Well, I can't demonstrate that the demand isn't there, because the sales figures for December 2018 have yet to be finalized by every tracker on this planet. All I can do is extrapolate from the figures we do have and it's not looking like Switch will sell through 11m+ in Q3 of this fiscal year. It needs such high sales, because otherwise Q4 will see a correction in the form of lower shipments in case that NIntendo ships 11m+ units in Q3. If Nintendo doesn't manage to ship 11m+ in Q3 (again, because retailers aren't placing orders for that many units), then Q4 will need shipments of 4m+ which would be a significant year over year increase. We have yet to learn the full release schedule for Q4, but it's doubtful that there will be any huge hardware movers added to the already known NSMBU Deluxe.
Which is the quarter in question - Q3 - holiday season, manufacturing is the only thing stoping Nintendo from not shipping intended consoles in Q3. And as I said Nintendo didnt lower their forecast before Q3 since they believed in their forecast, they have talks with retailers all year about their expectations, they're not going in blind with their own forecast. Clearly both Nintendo and retailers, had faith in what could be sold during the holidays and after which we see now is indeed happening.
As for the second bolded part, clearly you want to be prepared. Dont want to be left hanging in the most important shopping period all year, if it piles you calibrate next quarter however it fits, there were 2 big games in January and February that year for Sony that they clearly were expecting to sell hardware and late shipments in Q3 clearly were intended for. Nintendo has a big game releasing early January that will likely push some hardware which will also need to be shipped in Q3.

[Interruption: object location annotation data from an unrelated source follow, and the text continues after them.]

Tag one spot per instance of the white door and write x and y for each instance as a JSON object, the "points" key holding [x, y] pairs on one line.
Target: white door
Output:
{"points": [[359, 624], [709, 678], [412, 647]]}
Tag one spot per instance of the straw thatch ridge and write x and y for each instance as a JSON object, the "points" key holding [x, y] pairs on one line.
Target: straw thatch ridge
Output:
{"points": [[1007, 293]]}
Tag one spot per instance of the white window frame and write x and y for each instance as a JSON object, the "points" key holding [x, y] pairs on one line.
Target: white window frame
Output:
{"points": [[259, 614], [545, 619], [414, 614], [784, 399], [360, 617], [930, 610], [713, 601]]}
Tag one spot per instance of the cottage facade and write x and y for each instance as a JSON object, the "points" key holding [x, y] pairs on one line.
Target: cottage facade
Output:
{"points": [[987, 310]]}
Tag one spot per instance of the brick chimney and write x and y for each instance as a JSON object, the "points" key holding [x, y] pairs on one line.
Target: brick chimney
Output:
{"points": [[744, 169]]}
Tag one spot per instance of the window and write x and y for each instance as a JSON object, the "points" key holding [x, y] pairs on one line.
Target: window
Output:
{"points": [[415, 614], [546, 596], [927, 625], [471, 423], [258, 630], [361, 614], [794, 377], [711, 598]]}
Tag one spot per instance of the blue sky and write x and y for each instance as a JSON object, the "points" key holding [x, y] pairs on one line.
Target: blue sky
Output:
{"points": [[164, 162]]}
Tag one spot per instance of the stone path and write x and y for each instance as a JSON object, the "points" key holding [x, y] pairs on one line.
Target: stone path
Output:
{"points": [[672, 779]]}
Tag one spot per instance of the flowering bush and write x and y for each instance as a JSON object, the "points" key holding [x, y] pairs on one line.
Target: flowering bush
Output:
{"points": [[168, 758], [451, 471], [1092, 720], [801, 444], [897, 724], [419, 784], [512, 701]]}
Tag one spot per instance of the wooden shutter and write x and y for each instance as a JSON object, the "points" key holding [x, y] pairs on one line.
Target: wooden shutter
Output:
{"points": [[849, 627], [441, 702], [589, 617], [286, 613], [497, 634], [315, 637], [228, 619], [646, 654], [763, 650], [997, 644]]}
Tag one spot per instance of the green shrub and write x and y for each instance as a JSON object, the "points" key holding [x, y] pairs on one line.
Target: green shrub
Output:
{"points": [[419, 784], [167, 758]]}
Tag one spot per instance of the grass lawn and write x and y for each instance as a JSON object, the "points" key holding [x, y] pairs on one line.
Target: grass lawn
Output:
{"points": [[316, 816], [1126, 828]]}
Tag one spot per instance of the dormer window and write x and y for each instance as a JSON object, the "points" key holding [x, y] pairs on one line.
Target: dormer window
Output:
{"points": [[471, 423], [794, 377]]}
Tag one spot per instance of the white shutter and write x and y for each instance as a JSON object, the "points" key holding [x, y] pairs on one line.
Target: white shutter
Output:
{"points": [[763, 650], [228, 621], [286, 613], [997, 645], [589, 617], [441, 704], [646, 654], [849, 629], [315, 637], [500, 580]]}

Nintendo sticking to their forecast does not give any indication for retailer expectations, so you can't take it for granted that retailers have agreed to buy that many units from Nintendo. Five years ago Nintendo stuck with their 9m forecast for Wii U before the holiday season, so that's a good example that there's no link between Nintendo forecasts and retailer expectations/agreements; said forecast had to be lowered to 2.8m during the following financial report, so Nintendo's belief from three months earlier was not even remotely in the realms of possibility. Nintendo won't be that far off with Switch, but them sticking with their forecast doesn't provide any sort of guarantee other than they have no manufacturing problems. Nintendo still needs retailers to buy those units though.
In the case of the PS4, Q4 has been repeatedly weak because the preceding holiday quarter had retailers overestimate demand for the PS4. Remember, ultimately it's the retailers that dictate the size of shipments.